[RFC] Follow idea of immutable /usr vs. mutable overrides in /etc

jnpkrn commented 6 years ago

There are many practical reasons why we want to copy this growingly popular scheme, while enabling users to modify the agents per their needs, for instance:

having solely static data in /usr allows one to share that as read-only (or sparsely utilized copy-on-write) mount point with their VMs and containers so as to save space
no conflict-on-update issue

Hence my expectation is that OCF standard will address this, presumably in resource-agent-api.md by replacing

The Resource Agents are located in subdirectories under /usr/ocf/resource.d.

with something like

The Resource Agents are located in subdirectories under /usr/ocf/resource.d. OCF X.Y compliant RM shall first consult /etc/ocf/resource.d path for existence of the requested agent, which, when present, takes a precedence in the agent lookup. This makes for convenient customization of existing agents without altering them at the stated standard location, and in turn, simplifying a revert to stock configuration, coexistence with package updates, and possibly locked-down use of /usr mount point. The agent lookup based on the file presence is definite, any further issue, like file not being executable, notwithstanding.
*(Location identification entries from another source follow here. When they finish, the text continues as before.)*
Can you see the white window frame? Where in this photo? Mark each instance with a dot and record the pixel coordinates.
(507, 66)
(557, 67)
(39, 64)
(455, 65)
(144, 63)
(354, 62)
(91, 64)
krig commented 6 years ago

Sounds good to me. :+1:

kgaillot commented 6 years ago

I'm uncomfortable with putting executables in /etc, and I strongly think users shouldn't reuse the same provider+agent name when modifying an agent, as it greatly complicates troubleshooting.

The currently recommended approach for modifying resource agents is to create a new, custom provider under /usr/lib/ocf/resource.d. I could see extending the standard to allow providers in an alternate location, such as /usr/local, /opt, or /srv (followed by ocf/resource.d), or even allowing an OCF_RA_PATH environment variable. I'm not convinced it's a good idea though, as custom OCF scripts are not any more mutable than the commonly distributed ones. In production, few users are going to modify custom scripts directly; they are going to have a development environment, and then push changes to all production nodes (comparable to updating the resource-agents package).

jnpkrn commented 6 years ago

On 21/11/17 22:00 +0000, Ken Gaillot wrote:

I'm uncomfortable with putting executables in /etc,

There's a bunch of executable glue scripts already (including /etc/rc.d/init.d ones for non-systemd systems), which is exactly what resource agents are meant to be. I see no conflict here.

and I strongly think users shouldn't reuse the same provider+agent name when modifying an agent, as it greatly complicates troubleshooting.

Resource managers would need to identify the particular file clearly, true. There perhaps, if the idea is deemed good enough, should also be a provision in the specification wrt. explicit remapping of agent specification to particular path, like SIGHUP signal sent to the resource manager. Prior to that, it would keep initially figured path.

The currently recommended approach for modifying resource agents is to create a new, custom provider under /usr/lib/ocf/resource.d. I could see extending the standard to allow providers in an alternate location, such as /usr/local, /opt, or /srv (followed by ocf/resource.d), or even allowing an OCF_RA_PATH environment variable. I'm not convinced it's a good idea though, as custom OCF scripts are not any more mutable than the commonly distributed ones. In production, few users are going to modify custom scripts directly; they are going to have a development environment, and then push changes to all production nodes (comparable to updating the resource-agents package).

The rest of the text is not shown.